Sceny niczym z filmu sensacyjnego rozegrały się kilka dni temu na ulicach Mielca. Kierowca najpierw uciekał przed policją autem, a potem pieszo. Prawdopodobnie był pod wpływem narkotyków. Grozi mu kara więzienia.
Do zdarzenia doszło w niedzielę (06.11) wieczorem na ulicy Traugutta. Pracujący tam policjanci wydali sygnał do zatrzymania się kierującemu citroenem.
Ten zwolnił, ale zaraz potem przyśpieszył i odjechał. Funkcjonariusze ruszyli w pościg. Kierowca citroena zatrzymał się na ulicy Nałkowskiej, po czym wysiadł i próbował uciekać pieszo. Bezskutecznie.
Badanie wykazało, że 21-latek nie był pod wpływem alkoholu. W jego organizmie ujawniono jednak obecność amfetaminy i marihuany. Dla potwierdzenia tego faktu pobrano mu krew do badań.

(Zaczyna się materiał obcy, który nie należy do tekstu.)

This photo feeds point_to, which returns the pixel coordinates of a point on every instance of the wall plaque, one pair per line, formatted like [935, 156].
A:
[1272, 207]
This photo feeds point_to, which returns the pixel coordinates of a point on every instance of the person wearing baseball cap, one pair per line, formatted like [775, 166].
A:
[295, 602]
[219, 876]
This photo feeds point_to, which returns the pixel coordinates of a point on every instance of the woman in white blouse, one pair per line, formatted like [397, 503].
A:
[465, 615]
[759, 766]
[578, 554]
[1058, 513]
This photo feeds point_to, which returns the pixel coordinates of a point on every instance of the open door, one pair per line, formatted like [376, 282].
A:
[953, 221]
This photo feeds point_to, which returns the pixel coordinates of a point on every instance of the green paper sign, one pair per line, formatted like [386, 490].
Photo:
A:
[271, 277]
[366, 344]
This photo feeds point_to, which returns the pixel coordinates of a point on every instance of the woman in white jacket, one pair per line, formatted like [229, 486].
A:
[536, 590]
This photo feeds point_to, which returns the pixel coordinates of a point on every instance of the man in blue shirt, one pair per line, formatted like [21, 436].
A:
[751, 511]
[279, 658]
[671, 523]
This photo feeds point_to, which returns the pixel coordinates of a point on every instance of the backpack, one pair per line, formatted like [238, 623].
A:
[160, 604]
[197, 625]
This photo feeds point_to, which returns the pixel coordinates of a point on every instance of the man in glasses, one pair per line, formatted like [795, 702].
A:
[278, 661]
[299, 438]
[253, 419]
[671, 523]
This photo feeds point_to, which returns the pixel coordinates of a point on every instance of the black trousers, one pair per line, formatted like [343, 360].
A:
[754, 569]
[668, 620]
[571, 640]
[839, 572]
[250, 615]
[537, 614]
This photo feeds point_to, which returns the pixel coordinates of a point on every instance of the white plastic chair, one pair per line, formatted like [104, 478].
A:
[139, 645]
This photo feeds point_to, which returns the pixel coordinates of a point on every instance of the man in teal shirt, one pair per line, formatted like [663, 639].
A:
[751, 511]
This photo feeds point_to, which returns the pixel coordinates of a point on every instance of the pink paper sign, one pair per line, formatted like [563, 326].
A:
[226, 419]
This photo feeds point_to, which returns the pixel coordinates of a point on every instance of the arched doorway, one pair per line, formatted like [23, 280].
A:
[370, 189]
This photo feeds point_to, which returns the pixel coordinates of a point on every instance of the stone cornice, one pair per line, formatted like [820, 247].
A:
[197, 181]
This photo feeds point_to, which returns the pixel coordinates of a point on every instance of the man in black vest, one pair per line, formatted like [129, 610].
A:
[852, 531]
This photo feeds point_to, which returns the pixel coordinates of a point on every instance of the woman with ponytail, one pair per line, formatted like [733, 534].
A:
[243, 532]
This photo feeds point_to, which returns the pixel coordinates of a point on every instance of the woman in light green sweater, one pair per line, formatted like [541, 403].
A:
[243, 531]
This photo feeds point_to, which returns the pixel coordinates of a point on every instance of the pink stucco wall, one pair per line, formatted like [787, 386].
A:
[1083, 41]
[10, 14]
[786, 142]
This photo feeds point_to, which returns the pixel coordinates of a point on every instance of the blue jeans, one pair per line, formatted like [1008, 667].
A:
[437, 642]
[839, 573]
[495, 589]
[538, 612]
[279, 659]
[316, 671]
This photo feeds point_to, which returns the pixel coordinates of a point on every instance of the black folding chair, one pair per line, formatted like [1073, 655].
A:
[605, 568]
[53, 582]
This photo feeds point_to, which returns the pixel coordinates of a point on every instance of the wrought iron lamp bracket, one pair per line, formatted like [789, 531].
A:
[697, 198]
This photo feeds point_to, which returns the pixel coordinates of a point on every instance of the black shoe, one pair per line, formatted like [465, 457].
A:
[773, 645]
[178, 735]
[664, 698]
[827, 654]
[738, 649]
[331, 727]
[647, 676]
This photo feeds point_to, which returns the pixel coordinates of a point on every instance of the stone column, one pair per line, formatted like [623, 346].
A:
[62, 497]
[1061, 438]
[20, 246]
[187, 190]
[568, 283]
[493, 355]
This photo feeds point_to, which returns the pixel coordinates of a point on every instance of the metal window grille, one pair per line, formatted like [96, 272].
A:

Młody mężczyzna usłyszał już pierwszy zarzut – niezatrzymanie się do kontroli drogowej. Przyznał się do winy i złożył wyjaśnienia. Grozi mu za to do pięciu lat pozbawienia wolności. Ale to nie wszystko.
Jeśli badania krwi potwierdzą, że kierował pod wpływem narkotyków, usłyszy kolejny zarzut.